Larry Ellison.
Just had to get that out there. If you are mentioning the announcement that the Golden State Warriors are for sale and potential next owners — not to mention what that will mean for the franchise — you have to start with Ellison. Because he’s said he’s interested and he’s ridiculously rich. Think about it this way, the Blazers are owned by Microsoft’s Paul Allen, who Forbes estimates is worth about $13.5 billion, the Nets have Russian billionaire Mikhail Prokhorov coming in worth about $13.4 billion.
Larry Ellison is worth more than them. Combined. Try $28 billion. If he really wants to buy the Warriors — or the entire NBA — nobody is outbidding him.
But there are a number of other bidders for the Warriors, as Tim Kawakami of the San Jose Mercury News breaks down. The one name he throws out is Mark Mastrov, the founder of 24 Hour Fitness.
Kawakami says all of these new bidders have one thing in common, wanting to move the team to San Francisco.
According to my sources, almost all of the major parties interested in the Warriors are looking to possibly move the team to San Francisco, in a newly built (privately financed) arena in Giants’ parking lot adjacent to AT&T Park.
That includes Ellison, I’m told, though I believe he’d want to own the Warriors wherever they play-his company’s name, after all, is on the current arena.
With a bigger sponsorship base and a new luxury downtown arena, the Warriors would almost certainly have a higher revenue stream if they were located in San Francisco.
I’ve heard that the Giants could be involved in several of these forming groups, either as a background partner (remember, they’re also minority owners of Comcast Bay Area) or larger player in the purchase.
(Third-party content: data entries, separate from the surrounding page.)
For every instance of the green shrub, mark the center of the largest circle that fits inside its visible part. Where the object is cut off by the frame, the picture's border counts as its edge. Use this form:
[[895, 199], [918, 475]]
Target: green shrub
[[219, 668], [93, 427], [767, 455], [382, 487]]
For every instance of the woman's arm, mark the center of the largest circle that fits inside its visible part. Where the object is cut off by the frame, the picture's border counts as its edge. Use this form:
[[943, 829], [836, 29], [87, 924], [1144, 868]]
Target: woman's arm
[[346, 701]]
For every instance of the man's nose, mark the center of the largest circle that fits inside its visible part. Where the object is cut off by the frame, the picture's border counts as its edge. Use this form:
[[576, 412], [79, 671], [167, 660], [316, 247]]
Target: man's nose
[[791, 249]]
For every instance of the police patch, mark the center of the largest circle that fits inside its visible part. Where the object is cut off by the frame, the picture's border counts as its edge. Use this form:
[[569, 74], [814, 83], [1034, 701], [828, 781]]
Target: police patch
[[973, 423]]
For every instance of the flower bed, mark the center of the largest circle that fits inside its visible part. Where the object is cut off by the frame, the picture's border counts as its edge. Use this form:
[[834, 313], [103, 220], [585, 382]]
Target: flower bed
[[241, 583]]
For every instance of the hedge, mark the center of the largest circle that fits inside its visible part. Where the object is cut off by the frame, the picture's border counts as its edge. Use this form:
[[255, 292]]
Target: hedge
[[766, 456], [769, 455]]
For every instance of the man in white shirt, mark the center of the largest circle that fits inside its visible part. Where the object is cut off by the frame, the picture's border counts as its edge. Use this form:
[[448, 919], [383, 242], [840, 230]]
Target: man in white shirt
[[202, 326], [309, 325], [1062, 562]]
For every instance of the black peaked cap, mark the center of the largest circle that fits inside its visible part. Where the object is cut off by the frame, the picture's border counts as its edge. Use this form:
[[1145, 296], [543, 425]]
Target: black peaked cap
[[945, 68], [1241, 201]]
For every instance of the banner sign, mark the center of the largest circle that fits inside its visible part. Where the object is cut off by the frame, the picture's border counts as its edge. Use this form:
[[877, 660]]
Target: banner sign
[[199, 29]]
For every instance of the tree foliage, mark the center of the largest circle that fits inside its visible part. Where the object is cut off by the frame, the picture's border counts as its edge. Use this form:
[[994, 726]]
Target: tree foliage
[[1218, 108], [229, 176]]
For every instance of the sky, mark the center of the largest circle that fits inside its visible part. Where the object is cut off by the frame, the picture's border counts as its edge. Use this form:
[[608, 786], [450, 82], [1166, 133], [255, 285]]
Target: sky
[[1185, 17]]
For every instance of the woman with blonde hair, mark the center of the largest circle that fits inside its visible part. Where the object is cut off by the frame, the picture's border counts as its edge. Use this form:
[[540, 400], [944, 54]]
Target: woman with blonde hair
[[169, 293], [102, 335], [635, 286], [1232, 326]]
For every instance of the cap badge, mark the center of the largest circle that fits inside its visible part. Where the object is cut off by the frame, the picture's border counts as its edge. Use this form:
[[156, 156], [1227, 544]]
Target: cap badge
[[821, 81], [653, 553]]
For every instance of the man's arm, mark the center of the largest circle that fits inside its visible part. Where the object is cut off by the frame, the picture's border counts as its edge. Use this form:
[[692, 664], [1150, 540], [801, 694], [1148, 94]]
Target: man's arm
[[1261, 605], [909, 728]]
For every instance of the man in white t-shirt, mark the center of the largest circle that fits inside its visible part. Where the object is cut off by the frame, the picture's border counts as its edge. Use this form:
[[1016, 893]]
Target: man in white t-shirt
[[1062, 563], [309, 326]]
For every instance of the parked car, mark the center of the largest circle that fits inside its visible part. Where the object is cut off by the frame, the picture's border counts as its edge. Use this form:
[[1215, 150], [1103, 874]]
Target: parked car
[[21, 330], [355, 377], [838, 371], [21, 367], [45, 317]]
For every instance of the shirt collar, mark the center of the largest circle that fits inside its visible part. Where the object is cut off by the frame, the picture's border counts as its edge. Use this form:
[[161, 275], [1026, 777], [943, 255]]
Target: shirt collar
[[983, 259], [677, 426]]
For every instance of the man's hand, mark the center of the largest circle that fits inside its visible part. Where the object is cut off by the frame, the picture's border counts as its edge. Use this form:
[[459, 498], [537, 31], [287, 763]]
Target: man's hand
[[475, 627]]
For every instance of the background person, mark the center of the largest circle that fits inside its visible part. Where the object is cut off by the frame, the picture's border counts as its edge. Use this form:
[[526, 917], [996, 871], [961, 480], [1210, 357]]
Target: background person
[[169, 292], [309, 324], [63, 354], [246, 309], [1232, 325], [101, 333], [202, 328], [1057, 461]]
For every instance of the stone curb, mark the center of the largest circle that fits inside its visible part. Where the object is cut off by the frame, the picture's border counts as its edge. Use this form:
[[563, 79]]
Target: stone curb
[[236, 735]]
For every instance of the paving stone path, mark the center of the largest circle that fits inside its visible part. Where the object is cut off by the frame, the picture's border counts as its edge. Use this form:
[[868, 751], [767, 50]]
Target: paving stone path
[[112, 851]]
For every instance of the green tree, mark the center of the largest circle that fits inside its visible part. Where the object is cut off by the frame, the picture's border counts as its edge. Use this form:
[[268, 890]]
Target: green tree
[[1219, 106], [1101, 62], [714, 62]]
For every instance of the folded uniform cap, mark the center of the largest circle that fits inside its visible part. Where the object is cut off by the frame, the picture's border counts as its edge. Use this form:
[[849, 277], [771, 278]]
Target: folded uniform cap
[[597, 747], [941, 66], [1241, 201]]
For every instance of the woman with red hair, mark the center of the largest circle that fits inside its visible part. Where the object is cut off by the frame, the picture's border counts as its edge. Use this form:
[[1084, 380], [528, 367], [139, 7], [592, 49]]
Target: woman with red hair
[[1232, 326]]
The financial model is one you’re seeing in more and more cities — build two arenas near each other (or an arena and a second major concert/event venue) and use the foot traffic those drive to sell retail, restaurant and even housing space nearby. Putting a new home for the Warriors near AT&T Park fits that bill.
Ellison, by the way, could probably afford to build a new privately financed arena with the money that falls between the seat cushions in his couch.
Who knows what the team will look like by the time it gets there, or is sold. Expect that Don Nelson will be gone, because any new owner will be sane. But name players like Monta Ellis or Andris Biedrins (although moving the latter will be hard with Isiah Thomas out of the league, nobody sane is taking on that contract). The team makeup could take a hit.
But people in the Bay Area will make that sacrifice to get a new owner. They’d pretty much sacrifice Joe Barry Carroll to the gods if they thought this would speed the process along.